Background technique
LIBS is the abbreviation of Laser-Induced Breakdown Spectroscopy (laser induced breakdown spectroscopy), is swashed
Photoinduction breakdown plasma light spectral technology is to generate transient state plasma by the laser excitation measured matter of high power density,
The characteristic spectrum that plasma is emitted is detected and analyzes, to reach the identification to material element, classification and qualitative, quantitative point
Analysis.LIBS spectral analysis technique is in situ with it, the outstanding advantages such as detects simultaneously in real time, without sample pretreatment and multielement, gives
Material element analysis field brings great convenience, it can also be used to the trace element analysis under some exceptional conditions.
LIBS technology at this stage, no LIBS technology relevant report for realizing rotary scanning detection;Existing rotary scanning dress
Set mostly whole system unitary rotation;Though there is spectral technique that can test scanning probe, automatically controlled optical vibrating mirror is mostly used to realize, this
Invention is to rotate to realize by optical device;It is now based on the scanning analysis of LIBS technology, is nearly all using point-by-point matrix form
Detection when scanning probe large-scale for large scale, there is certain limitation.
Summary of the invention
Present invention seek to address that the above problem, provides a kind of rotary scanning type element detection dress based on LIBS technology
It sets, can be realized 360 ° of scannings of Elemental redistribution;Elements distribution feature under achievable different scanning radius;It overcomes existing
Using the limitation of point-by-point matrix form detection in technology, and the scanning probe for being suitable for wide scope large scale is analyzed;What it was used
Technical solution is as follows:
A kind of rotary scanning type element detection device based on LIBS technology, including reflecting mirror, dichroscope, prism,
First lens and the second lens, the reflecting mirror, dichroscope and prism are arranged successively distribution, the prism from bottom to top
On rotating platform, first lens are connected with prism, and horizontally arranged with prism;Laser beam passes through reflecting mirror
Dichroscope is reflexed to, reflexes to the first lens through dichroscope to prism and through prism, second lens are horizontal
Be distributed in dichroscope side, the signal of plasma emits rays pass through lens to prism, through prism reflex to two to
Look mirror reflexes to the second lens by dichroscope, and is coupled in spectrometer through the second lens focus.
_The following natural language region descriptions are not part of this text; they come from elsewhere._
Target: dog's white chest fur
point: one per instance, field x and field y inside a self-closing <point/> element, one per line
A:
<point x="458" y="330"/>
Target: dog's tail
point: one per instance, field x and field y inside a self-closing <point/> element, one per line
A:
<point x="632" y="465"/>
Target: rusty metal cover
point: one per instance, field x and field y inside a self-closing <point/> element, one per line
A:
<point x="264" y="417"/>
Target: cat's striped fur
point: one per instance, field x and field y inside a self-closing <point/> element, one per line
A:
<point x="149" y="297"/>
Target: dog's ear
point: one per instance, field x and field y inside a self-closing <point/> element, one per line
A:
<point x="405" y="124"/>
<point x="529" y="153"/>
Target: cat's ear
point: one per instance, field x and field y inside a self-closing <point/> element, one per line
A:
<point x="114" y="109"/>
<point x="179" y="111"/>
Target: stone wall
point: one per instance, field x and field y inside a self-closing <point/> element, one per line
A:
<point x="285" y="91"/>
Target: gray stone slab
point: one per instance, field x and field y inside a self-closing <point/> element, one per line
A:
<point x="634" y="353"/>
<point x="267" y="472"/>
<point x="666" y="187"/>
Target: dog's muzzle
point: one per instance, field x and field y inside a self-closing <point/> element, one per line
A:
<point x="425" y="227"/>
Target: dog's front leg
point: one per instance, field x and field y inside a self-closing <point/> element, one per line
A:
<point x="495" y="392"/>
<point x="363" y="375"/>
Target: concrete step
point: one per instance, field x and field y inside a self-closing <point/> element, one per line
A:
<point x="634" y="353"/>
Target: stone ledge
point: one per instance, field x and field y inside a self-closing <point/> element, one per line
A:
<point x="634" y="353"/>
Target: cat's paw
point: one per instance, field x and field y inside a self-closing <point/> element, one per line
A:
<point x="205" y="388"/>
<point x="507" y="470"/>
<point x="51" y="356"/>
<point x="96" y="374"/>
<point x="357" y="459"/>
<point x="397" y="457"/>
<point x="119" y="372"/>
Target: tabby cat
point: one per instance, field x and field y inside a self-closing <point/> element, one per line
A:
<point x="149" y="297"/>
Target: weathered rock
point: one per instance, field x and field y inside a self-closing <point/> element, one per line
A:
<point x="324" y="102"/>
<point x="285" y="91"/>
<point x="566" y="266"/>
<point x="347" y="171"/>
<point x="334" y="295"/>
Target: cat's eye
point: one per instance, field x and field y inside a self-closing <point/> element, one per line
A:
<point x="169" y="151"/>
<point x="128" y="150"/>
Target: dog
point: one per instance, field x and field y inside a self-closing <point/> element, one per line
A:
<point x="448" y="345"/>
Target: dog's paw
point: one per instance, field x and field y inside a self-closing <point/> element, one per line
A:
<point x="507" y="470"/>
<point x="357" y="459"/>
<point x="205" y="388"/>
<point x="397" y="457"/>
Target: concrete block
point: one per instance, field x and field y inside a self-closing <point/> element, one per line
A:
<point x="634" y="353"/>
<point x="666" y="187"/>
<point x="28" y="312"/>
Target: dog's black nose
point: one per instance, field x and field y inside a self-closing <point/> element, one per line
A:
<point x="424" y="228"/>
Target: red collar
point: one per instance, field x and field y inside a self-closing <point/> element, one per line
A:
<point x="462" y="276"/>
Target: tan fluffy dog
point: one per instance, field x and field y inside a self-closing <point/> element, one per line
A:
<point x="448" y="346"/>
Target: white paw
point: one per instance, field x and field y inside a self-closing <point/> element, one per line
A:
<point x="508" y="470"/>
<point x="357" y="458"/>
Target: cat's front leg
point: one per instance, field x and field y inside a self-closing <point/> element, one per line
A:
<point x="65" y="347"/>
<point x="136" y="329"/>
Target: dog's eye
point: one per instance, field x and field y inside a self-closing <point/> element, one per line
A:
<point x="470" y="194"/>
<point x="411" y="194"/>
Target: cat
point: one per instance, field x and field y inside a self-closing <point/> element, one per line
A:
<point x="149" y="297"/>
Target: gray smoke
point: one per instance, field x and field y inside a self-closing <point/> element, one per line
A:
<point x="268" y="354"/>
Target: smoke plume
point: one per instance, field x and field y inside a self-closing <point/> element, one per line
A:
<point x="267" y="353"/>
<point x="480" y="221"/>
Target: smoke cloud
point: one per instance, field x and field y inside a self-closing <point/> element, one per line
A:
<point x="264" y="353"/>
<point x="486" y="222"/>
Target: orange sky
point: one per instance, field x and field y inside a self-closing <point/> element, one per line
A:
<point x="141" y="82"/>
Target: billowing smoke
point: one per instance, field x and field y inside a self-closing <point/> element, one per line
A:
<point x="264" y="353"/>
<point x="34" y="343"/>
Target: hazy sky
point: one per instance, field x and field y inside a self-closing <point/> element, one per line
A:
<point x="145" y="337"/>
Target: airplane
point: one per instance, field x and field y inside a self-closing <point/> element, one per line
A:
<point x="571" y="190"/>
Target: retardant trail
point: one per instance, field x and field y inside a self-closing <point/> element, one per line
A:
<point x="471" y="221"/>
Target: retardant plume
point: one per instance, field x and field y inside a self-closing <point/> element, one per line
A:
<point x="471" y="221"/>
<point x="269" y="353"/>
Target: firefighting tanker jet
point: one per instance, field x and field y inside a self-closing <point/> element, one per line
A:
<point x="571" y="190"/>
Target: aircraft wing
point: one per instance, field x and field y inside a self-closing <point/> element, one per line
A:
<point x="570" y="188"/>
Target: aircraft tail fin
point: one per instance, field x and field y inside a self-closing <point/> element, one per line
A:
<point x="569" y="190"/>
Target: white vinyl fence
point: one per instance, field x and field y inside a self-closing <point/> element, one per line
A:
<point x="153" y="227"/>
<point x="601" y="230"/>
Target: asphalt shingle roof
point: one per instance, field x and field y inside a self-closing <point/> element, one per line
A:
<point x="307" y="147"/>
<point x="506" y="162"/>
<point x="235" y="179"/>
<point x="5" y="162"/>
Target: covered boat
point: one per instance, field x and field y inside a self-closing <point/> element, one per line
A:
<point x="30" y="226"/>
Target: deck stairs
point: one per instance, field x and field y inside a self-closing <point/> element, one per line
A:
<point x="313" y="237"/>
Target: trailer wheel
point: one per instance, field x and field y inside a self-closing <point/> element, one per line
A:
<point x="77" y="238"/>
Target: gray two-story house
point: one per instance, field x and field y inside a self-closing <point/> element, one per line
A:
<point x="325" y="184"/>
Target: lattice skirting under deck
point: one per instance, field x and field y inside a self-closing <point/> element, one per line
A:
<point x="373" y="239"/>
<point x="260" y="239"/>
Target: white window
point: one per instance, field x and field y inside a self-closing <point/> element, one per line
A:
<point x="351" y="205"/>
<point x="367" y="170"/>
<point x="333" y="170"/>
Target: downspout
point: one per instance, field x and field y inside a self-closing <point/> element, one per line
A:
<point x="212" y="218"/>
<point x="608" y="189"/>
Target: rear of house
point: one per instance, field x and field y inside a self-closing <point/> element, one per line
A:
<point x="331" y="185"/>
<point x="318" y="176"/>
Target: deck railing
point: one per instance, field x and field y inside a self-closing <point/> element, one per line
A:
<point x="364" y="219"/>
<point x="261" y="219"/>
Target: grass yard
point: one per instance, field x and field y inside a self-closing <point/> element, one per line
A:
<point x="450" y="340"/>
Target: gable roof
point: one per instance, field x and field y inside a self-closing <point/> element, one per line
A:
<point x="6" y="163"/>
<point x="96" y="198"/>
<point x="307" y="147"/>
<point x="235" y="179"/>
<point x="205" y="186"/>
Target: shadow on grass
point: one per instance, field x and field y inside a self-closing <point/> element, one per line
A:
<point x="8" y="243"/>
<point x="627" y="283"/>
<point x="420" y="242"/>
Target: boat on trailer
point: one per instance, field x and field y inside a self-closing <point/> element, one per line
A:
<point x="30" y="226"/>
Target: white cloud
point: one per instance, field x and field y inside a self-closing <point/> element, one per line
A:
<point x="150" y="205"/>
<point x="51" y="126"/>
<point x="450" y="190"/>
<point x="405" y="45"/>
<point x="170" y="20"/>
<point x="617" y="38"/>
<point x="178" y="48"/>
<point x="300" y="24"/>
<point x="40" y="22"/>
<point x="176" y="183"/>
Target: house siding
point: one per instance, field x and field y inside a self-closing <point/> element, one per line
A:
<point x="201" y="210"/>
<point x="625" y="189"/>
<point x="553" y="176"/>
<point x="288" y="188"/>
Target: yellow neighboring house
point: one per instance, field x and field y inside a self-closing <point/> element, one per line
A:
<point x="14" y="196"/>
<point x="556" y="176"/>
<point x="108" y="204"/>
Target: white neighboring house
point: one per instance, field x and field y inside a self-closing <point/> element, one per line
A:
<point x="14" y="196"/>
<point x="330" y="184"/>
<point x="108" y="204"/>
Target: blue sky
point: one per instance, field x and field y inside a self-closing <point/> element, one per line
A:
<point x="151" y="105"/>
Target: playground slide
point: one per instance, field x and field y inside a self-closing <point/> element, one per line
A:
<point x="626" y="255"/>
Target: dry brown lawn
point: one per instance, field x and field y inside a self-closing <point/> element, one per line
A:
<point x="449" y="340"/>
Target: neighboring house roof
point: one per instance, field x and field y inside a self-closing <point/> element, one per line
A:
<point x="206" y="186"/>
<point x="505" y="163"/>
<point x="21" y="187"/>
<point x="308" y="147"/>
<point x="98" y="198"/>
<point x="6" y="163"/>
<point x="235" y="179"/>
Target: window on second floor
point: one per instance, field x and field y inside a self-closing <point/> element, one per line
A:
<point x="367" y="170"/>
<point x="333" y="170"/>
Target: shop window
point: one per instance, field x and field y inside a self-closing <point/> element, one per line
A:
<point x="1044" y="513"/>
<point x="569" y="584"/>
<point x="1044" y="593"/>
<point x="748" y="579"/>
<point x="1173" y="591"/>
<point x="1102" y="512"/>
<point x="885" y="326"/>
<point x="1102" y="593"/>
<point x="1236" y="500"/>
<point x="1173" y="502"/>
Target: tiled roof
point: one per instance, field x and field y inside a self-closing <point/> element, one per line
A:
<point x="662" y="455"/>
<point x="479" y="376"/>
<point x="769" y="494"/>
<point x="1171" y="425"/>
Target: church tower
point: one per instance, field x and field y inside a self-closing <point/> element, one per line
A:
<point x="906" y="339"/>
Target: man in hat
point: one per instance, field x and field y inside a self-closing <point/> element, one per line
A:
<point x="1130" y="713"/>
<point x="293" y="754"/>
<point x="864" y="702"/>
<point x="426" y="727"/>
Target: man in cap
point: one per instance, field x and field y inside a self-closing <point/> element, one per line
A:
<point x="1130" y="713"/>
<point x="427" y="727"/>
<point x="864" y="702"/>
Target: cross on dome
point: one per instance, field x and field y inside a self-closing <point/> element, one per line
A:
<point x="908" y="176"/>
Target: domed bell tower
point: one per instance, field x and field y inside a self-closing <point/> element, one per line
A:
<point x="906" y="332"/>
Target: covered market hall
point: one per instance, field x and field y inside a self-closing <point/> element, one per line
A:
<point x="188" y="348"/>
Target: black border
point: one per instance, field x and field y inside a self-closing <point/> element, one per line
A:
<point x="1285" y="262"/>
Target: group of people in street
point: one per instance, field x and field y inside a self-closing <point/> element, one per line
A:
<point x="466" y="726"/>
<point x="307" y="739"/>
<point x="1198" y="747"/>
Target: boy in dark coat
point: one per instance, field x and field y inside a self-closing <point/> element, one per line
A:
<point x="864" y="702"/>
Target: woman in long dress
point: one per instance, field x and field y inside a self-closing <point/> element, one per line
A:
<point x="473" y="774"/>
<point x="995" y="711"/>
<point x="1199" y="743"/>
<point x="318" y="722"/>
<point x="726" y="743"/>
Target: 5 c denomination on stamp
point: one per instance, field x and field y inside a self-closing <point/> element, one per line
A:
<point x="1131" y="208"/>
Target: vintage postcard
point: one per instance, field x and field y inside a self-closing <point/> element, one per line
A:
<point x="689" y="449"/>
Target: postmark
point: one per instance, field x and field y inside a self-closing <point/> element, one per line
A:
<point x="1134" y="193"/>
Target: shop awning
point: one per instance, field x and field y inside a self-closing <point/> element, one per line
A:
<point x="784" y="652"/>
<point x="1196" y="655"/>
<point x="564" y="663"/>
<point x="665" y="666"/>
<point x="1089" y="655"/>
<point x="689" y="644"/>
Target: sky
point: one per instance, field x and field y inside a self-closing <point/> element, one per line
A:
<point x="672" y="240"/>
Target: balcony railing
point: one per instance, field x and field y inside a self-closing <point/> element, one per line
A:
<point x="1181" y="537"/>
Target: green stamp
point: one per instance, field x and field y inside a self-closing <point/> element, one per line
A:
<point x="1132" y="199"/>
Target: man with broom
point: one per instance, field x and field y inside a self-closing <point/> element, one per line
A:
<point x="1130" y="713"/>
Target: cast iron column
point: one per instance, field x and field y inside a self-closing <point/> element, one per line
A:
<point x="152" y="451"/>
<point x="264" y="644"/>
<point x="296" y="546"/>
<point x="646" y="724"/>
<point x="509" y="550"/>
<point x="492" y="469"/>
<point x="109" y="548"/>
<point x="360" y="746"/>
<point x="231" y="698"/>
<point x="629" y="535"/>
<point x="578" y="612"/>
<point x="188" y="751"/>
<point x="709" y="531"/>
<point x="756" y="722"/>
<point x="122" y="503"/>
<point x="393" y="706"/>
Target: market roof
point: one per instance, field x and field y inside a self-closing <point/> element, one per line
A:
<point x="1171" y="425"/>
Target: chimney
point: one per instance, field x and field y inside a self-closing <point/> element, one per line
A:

Based on the above technical solution, first lens do horizontal reciprocating movement relative to prism.
Based on the above technical solution, the reflecting mirror and dichroscope are opposing stationary.
Based on the above technical solution, the prism and reflecting mirror and dichroscope relative motion.
Based on the above technical solution, second lens and dichroscope are opposing stationary;
Based on the above technical solution, further include humidifier for simulating varying environment.
The invention has the benefit that its 360 ° of scanning that can be realized Elemental redistribution;Under achievable different scanning radius
Elements distribution feature;It overcomes in the prior art using the limitation of point-by-point matrix form detection, and is suitable for the big ruler of wide scope
The scanning probe of degree is analyzed.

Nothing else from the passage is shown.